Lebledparle.com vous propose l’intégralité de la tribune.

Penser les stratégies de diversion et d’attrition du régime Biya.

Disqualifié depuis longtemps par une mal gouvernance hybride, confronté au pourrissement continu du problème anglophone, acculé par le MRC et tiraillé en son sein par des batailles féroces  de positionnement, le pouvoir de Yaoundé est à bout de souffle. Fragile, rouillé et déliquescent, il est contraint comme jamais auparavant à négocier chaque jour sa survie. 

Cette survie constamment négociée est essentiellement construite autour de cinq axes: le soutien de certaines chancelleries occidentales, la violence institutionnelle (police, justice, sanction administrative, etc.), l’État patrimonialisé et ses corollaires (corruption, népotisme, etc.) la diversion et la stratégie de l’attrition. Même si les cinq axes ne sont pas sans lien, je ferai des deux derniers cités la thématique axiale de cette tribune. 

La diversion comme mode opératoire

Tactique militaire « inaugurée » par le général chinois Sun Tzu (IVe siècle avant J.C), la diversion visait à détourner l’attention de l’ennemi quant à ses véritables intentions. Représentez-vous l’image d’un magicien qui attire l’attention sur sa main gauche pour mieux réaliser son tour de passe-passe avec la main droite.

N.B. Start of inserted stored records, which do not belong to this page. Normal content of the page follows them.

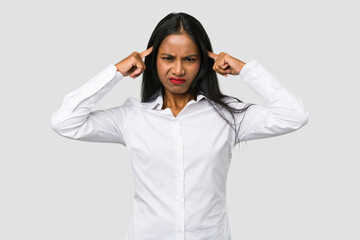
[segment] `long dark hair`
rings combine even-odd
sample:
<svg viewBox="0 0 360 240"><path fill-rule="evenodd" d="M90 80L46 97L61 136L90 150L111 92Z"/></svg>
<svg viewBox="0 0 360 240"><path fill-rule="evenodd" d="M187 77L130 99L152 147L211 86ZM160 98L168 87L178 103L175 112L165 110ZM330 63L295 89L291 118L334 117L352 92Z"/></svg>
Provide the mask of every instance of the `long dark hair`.
<svg viewBox="0 0 360 240"><path fill-rule="evenodd" d="M193 16L179 12L170 13L165 16L155 27L149 39L147 48L153 46L151 54L145 57L146 69L143 73L143 80L141 83L141 102L152 102L157 97L155 93L161 89L164 94L164 86L160 82L157 68L156 57L159 51L161 42L170 34L187 34L198 46L201 55L200 70L190 86L190 91L196 96L202 93L207 99L210 100L212 106L220 114L220 116L235 130L235 141L238 137L238 127L234 114L246 111L251 105L245 104L241 109L231 107L225 99L233 99L241 102L236 97L231 97L222 94L219 88L218 78L216 72L212 69L215 61L208 57L208 51L212 52L210 39L201 25L201 23ZM226 109L234 120L234 126L222 114L222 110ZM240 122L241 123L241 122ZM240 124L239 123L239 124Z"/></svg>

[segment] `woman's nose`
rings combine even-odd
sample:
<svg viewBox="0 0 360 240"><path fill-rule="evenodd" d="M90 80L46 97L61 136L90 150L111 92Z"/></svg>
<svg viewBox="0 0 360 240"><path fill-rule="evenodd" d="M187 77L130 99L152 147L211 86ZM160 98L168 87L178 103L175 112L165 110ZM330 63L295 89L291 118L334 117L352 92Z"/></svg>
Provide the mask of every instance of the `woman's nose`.
<svg viewBox="0 0 360 240"><path fill-rule="evenodd" d="M177 61L174 63L173 74L176 76L182 76L185 74L185 69L181 62Z"/></svg>

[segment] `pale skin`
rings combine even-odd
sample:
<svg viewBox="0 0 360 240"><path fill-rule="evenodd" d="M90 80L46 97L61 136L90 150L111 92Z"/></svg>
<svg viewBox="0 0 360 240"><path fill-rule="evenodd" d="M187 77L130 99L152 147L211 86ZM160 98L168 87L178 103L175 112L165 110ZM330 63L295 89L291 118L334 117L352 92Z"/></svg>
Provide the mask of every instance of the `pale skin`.
<svg viewBox="0 0 360 240"><path fill-rule="evenodd" d="M141 53L133 52L115 64L117 70L124 77L137 78L145 71L143 59L151 54L152 48ZM246 64L224 52L215 54L208 51L208 57L215 60L213 70L225 77L228 74L238 75ZM159 79L165 90L162 109L170 108L175 117L190 100L196 98L190 93L189 87L199 72L200 61L197 45L186 34L169 35L159 47L156 65ZM186 82L174 84L169 80L170 77L184 78Z"/></svg>

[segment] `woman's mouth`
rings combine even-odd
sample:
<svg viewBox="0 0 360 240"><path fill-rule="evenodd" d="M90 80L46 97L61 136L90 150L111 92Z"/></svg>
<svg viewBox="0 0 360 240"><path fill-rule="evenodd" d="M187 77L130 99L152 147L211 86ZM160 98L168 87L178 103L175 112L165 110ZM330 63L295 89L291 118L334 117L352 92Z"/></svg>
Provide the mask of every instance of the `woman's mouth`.
<svg viewBox="0 0 360 240"><path fill-rule="evenodd" d="M184 78L174 78L174 77L171 77L170 81L175 84L180 84L180 83L186 82L186 80Z"/></svg>

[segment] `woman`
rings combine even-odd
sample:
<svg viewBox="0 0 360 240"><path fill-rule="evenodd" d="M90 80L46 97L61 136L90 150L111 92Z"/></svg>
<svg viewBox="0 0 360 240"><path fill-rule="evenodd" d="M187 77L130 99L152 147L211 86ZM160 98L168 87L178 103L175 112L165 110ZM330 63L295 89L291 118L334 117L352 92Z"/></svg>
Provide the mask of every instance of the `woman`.
<svg viewBox="0 0 360 240"><path fill-rule="evenodd" d="M141 102L128 97L121 106L91 111L124 77L142 73ZM241 75L268 106L222 94L216 73ZM292 132L308 116L301 100L262 65L213 53L198 20L171 13L145 51L110 64L67 94L51 128L130 151L135 193L127 240L229 240L226 177L233 147Z"/></svg>

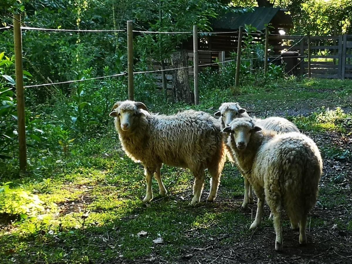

S’il est vrai que j’emprunte ce concept au domaine militaire, il n’a sans doute pas échappé à mon lecteur qu’il s’agit également d’une catégorie éminemment politique. Je mobilise la notion de diversion pour décrire le déluge continuel de distractions, désinformations et de situations insignifiantes constamment utilisées par le régime Biya pour essayer de détourner l’attention des journalistes et du public de la nuit de tous les possibles, à savoir l’alternance au pouvoir.

« Garder l’attention du public distraite, loin des véritables problèmes sociaux, captivée par des sujets sans importance réelle. Garder le public occupé, occupé, occupé, sans aucun temps pour penser. » (Armes silencieuses pour guerres tranquilles)

Dans le déploiement de cette stratégie que les spécialistes du Marketing nomment encore syndrome des objets lumineux, le ministre de l’administration territoriale occupe une place centrale. À travers ses théories complotistes, ses proverbes louftingues, ses mensonges éhontés, ses menaces arbitraires et autres contemptibles, il parvient à chaque fois à provoquer un feu d’artifice médiatique. Il est assisté dans cette tâche par une presse à gage, une horde de communicants décérébrés et une brigade cybernétique de « ventriotes » nourries gracieusement aux frais du contribuable. Celles-ci disposent d’immenses tribunes et espaces pour claironner le bréviaire idéologique hardie, mensonger, impudent et tribaliste d’un régime aux abois.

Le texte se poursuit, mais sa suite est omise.